Car accidents, however minor, can be very frightening. Under pressure and in the aftermath of an accident, it's difficult to mentally checklist what you should do. You can minimize your panic and discomfort by organizing yourself in advance for the possibility of a minor car accident - keep this article or a similar checklist in your glove compartment.
1. Safety is #1
It's natural to be upset immediately after impact, but take a moment to collect and calm yourself, and to assess whether or not you've sustained any injuries. When you step out of the vehicle, step out onto the curbside, if possible, and stay protected from other traffic. Exchange accident information away from the vehicles, taking car not to place yourselves between or in front of the vehicles.
2. Exchange information
It's important for both parties to exchange detailed information c even if the damage appears minimal - in a calm and non-confrontational manner:
• names, addresses, and phone number of both drivers
• insurance policy numbers and their expiry dates
• ask to see a driver's license, as proof of identification
• note the make/model/serial number of the other vehicle
3. Note the surrounding and circumstances of the accident
The more information the better, in this situation. Chances are you're dealing with another upright citizen, but protect yourself, just in case. Take note of how many people are in the other vehicle and a rough idea of what they look like. A rash of recent fraudulent insurance scams lately has people claiming for "injuries" sustained in accidents they weren't even involved in!

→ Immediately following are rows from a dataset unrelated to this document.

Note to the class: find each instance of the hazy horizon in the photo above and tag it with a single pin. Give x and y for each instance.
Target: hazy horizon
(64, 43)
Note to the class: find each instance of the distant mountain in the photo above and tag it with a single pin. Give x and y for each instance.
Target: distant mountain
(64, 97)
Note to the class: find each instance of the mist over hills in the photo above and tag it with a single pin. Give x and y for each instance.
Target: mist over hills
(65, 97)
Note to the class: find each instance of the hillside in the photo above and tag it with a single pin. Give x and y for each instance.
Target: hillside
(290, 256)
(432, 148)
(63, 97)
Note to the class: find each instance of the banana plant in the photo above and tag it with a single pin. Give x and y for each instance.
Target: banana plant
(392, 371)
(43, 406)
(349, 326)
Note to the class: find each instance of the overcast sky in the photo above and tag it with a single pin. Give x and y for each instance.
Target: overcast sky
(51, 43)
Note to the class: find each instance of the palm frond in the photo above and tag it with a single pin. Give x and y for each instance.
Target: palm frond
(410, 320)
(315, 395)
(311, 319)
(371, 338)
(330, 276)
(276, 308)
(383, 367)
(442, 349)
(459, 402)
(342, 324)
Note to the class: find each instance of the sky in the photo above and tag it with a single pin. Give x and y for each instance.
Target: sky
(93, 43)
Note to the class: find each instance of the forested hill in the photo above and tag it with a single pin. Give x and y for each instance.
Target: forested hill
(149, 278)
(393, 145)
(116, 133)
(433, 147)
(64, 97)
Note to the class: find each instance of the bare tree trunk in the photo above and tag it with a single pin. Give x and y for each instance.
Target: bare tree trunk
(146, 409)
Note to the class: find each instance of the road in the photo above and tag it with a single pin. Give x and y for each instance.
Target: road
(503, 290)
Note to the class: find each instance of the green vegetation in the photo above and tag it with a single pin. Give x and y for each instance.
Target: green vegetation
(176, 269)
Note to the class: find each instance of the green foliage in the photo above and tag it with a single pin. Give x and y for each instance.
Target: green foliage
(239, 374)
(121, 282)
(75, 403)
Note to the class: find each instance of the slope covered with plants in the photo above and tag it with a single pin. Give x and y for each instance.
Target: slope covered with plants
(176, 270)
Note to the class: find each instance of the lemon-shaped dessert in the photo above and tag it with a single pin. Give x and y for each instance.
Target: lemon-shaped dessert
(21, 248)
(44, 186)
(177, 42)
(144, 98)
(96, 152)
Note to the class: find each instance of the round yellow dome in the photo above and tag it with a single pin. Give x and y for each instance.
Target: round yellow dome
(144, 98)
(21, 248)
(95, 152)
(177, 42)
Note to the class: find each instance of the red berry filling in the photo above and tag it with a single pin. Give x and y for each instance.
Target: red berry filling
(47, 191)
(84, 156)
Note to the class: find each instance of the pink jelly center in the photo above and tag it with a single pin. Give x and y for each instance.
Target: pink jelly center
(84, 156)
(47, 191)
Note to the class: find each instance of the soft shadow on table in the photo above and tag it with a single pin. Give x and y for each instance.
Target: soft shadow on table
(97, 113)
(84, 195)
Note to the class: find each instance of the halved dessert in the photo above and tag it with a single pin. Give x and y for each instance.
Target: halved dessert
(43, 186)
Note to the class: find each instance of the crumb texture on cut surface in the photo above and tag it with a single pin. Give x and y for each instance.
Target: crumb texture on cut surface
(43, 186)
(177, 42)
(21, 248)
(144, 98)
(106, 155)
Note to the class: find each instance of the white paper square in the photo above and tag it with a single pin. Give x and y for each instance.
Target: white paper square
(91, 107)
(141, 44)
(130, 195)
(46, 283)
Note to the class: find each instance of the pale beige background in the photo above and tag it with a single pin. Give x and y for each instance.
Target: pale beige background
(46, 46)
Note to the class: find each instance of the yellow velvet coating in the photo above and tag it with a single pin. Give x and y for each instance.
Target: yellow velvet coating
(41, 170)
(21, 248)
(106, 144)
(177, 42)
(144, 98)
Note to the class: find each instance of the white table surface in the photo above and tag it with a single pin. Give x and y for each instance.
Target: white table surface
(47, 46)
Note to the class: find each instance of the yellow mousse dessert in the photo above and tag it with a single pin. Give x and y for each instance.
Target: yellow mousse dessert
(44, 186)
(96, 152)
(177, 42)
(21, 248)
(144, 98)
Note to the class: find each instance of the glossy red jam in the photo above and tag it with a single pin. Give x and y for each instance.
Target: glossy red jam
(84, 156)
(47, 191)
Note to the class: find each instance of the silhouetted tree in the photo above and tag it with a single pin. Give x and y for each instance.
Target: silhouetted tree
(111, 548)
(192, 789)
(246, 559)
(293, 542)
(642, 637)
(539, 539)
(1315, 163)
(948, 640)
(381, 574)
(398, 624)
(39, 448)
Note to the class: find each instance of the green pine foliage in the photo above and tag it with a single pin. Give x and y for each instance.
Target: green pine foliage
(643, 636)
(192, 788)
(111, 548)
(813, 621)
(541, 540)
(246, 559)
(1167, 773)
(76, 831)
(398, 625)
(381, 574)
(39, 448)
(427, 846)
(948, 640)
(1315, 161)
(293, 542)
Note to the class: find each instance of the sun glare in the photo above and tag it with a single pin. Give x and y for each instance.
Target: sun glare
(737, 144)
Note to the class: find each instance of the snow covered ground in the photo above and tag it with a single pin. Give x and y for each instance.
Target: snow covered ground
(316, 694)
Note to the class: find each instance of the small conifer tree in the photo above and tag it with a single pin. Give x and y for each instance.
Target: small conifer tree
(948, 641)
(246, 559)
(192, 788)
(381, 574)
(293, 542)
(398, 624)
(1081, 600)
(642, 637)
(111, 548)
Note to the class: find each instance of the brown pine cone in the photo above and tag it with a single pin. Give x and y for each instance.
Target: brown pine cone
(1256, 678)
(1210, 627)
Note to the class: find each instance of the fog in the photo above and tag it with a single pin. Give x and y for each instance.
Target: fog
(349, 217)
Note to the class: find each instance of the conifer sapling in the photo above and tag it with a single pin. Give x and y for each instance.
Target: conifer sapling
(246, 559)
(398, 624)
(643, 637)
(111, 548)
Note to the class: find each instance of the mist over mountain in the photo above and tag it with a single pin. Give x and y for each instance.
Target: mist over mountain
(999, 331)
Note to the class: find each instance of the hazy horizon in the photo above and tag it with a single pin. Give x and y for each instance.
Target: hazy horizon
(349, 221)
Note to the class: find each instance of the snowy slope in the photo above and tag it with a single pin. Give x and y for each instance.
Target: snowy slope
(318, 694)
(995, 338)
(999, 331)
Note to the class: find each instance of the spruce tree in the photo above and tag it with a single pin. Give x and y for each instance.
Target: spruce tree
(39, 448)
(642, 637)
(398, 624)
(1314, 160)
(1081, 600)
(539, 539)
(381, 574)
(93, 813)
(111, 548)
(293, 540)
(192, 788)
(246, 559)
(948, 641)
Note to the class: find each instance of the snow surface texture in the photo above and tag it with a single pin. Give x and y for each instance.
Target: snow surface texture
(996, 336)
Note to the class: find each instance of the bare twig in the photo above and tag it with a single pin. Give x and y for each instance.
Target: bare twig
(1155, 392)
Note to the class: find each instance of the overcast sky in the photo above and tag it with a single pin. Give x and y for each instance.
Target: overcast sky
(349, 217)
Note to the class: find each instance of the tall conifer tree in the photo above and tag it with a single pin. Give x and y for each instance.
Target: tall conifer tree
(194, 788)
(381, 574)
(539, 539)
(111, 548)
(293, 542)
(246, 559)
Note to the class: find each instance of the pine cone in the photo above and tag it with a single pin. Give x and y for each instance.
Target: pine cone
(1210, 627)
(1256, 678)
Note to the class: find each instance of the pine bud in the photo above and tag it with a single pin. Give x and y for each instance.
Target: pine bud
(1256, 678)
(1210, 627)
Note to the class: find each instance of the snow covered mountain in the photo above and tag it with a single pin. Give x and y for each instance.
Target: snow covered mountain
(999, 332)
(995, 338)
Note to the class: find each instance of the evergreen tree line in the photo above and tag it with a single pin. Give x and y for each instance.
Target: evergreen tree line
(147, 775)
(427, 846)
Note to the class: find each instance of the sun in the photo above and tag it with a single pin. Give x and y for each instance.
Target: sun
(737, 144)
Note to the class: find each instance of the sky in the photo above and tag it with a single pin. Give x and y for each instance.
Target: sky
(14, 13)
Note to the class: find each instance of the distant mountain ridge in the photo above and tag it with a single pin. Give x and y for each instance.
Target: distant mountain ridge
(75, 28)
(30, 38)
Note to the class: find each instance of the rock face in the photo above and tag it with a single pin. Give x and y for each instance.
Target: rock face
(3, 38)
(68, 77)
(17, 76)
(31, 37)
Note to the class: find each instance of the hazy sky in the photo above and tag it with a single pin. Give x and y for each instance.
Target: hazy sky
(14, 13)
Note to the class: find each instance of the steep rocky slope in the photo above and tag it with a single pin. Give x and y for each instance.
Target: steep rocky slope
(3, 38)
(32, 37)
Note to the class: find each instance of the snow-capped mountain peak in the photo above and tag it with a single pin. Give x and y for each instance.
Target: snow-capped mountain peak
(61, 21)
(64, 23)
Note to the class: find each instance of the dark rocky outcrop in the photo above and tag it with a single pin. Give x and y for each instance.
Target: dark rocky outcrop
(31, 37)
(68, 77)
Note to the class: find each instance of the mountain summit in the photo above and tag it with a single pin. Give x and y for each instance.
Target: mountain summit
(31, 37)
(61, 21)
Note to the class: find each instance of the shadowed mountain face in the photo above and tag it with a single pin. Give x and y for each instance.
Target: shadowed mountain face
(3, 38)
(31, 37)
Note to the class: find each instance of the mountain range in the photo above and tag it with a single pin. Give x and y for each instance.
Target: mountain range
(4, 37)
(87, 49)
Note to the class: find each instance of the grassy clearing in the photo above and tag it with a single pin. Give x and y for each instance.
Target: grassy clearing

Any witnesses? Take down their contact information.
It's unlikely that your accident claim will take months or years to resolve, but if it does, you'll find detailed notes fill the gaps that fading memory creates.
4. A picture is worth a thousand words
Keep an inexpensive disposable camera in the glove compartment so you can capture the pictorial details of the accident. Even a cell phone that takes pictures can help document the accident for future reference.
5. Assess whether or not you need to call the police
Naturally, if there are any injuries the accident should be reported to the police. If the damage is under $1,000, you aren't required to report the damage, but it really doesn't take much to rack up a thousand dollars worth of damage. If in doubt, report it.
Sometimes there is dispute about the circumstances of the accident, or the other driver isn't able to provide the necessary documentation. Inability to provide documentation could suggest that the driver doesn't own the vehicle, or that it has been stolen.
Again, if in doubt, call the police.